Storing a Million Files in a Tiny Box: An Introduction to Filesystems
One of the more common pieces of idle chit-chat people share when attempting to make small talk is the simple-seeming question: So what do you do for a living? Those of you who also work in software will know how quickly answers to this question can go awry when talking to people who aren’t technologically savvy. Recently, I was trying to explain what I’ve been working on lately to my mother. She’s a smart woman, but she has relatively little background in computers and how they work. This is a slightly better version of the analogy I came up with:
The filesystem is code that tells your computer how to store all your files. Think of your computer like a vast1 library. The books are your files on your computer. The shelves and cases and stacks where they’re kept in the library are your hard drive. The filesystem, then, is the team of very helpful librarians who run the place.
They have five basic jobs:
- Lookup: finding a given book in the library, or know if it’s in the library at all.
- Reading: fetching the book from a given place.
- Allocation: locating a place for any new books they’re given.
- Writing: putting a book in a given place on the shelves.
- Administration: opening and closing the library; talking to patrons (programs wanting to use your files); transmitting information when everything catches fire.
This, as it turns out, is not a bad analogy because filesystems and libraries have a lot in common. They store vast amounts of data, they’re responsible for handing it out and taking care of it, and they need to be relatively efficient about the whole process. Today, we’re going to talk about how filesystems do allocation, what the goals and constraints are, what some of the common solutions are, and how we can make things even better.
In the library-filesystem analogy, a file is a book. Even if it contains a picture, or a song, or a gif of a cat failing to jump onto something, it’s a book. Just like books, files are made of pages2 (though they’re usually called blocks or sectors). Some files are just one page; others can be many millions. Unlike normal books, files don’t have to stay in one piece when you’re storing them; you can put the first ten pages on one shelf, and then the next ten somewhere completely different if you need to. Of course, if someone asks for the first twenty pages of the book, you’ll have to do some extra walking to fetch them from both places, so it’s usually a good idea to try to keep the pages together as much as possible.
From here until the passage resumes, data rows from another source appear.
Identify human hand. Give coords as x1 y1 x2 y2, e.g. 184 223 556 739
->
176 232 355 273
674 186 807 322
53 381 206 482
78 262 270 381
In addition, unlike a library, books are constantly being added and rewritten, so it’s very important that the librarians be quickly able to find a place for any new or updated books. The simplest way to find a new place for a book is to just wander around until you find a place to put it. Unfortunately, modern hard drives are so big that this would be extremely slow3. What we need is some way to keep track of what space is in use and what space is free that we can use to quickly find a good spot to put a new file in. We’ll call this idea a space map.
A space map is a special file in the filesystem that keeps track of what space is in use and what space is available. There are many ways to organize the data in this file to be as compact as possible while still being easy to use. Some modern filesystem store a bitmap; each spot on the shelf is represented by a single 1 or 0—a 1 means it’s in use, and a 0 means it’s free. Since you only need a single bit for each page, you can store a lot of map information in a relatively small file.
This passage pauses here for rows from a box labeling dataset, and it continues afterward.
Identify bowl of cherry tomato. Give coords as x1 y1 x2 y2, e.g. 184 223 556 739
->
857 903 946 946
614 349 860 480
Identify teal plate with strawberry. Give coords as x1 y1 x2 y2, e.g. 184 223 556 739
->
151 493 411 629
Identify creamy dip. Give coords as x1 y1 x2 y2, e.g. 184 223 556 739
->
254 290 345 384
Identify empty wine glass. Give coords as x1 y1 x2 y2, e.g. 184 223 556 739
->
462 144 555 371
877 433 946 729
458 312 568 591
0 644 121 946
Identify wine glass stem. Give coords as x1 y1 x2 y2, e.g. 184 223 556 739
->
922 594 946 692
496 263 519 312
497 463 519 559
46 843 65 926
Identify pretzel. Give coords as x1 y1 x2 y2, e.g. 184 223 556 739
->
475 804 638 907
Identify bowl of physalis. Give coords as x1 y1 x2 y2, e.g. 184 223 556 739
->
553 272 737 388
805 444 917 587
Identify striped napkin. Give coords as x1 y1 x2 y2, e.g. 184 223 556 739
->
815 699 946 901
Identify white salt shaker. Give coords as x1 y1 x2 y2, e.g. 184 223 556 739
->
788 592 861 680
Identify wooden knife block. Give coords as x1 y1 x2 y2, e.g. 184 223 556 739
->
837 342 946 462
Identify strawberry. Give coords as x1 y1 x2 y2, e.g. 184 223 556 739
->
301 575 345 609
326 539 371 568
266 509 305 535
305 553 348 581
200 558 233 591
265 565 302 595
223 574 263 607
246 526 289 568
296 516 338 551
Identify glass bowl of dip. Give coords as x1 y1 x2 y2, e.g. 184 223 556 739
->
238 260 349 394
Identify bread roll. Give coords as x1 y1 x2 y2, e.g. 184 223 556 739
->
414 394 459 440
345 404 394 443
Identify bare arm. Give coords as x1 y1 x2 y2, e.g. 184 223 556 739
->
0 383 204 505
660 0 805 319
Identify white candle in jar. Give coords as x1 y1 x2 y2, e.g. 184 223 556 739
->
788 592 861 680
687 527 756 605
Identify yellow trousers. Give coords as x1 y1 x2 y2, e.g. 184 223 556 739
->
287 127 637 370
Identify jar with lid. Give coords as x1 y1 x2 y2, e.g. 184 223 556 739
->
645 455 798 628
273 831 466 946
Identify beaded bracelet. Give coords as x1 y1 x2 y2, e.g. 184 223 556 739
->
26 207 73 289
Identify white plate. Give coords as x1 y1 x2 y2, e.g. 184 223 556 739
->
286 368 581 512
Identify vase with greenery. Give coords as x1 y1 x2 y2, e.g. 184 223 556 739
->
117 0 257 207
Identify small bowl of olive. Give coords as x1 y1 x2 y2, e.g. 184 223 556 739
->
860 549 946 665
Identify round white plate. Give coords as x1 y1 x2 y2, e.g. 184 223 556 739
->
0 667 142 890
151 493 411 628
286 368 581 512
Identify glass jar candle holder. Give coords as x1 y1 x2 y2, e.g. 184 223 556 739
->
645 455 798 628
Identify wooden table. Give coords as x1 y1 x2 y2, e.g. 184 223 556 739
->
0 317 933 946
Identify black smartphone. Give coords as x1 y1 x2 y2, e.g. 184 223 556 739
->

However, when you need to update the space map with new information, the updates will tend to be randomly scattered across the whole file, which causes performance problems. Another option is to store a list of all the allocated spaces. This works great if you tend to have long stretches of allocated or unallocated space since (almost) no matter how large the contiguous chunk is, it can be stored in a single entry. It works less well if the average chunk size is extremely small. This still has the problem with updates causing a lot of randomly placed writes within the space map.
This problem can be solved for both methods with something called a “log-structured space map.” The idea is that you store the normal space map, and then at the end of it you record all the changes you want to make to it in a log. When the log gets to a certain size, you combine it with the normal space map and rewrite the map all at once. This way, all your updates are usually in a few blocks at the end of the file—except every so often when you go through and update the whole map.
These maps work great in theory, but having to go to the shelves to look up where there are places to put things every time you need to do an allocation can get very slow. This is where the system’s main memory comes into play, with in-memory space map representations.
If the shelves of the library are your computer’s hard drive, the librarians’ desks are the memory in use by the filesystem. This space can be used to store data that’s being accessed frequently, or store important documents for the librarians themselves. One such document could be the space map. However, even as efficient as these files are, the space map for a whole library is usually too large to conveniently keep in memory. As a result, most filesystems break up the space map into chunks, each representing a different part of the hard drive.
Think of it like having a space map for each row of bookshelves. It’s still useful to have one, but it’s of a manageable size. However, we still need to read through the whole space map looking for a good spot, and the whole log as well. We need a more efficient way to store the map while it’s in memory. We’re ok doing lots of random updates since we don’t have to travel very far to do them, but we don’t want to have to take time proportional to the size of the whole map to look for a place to put data.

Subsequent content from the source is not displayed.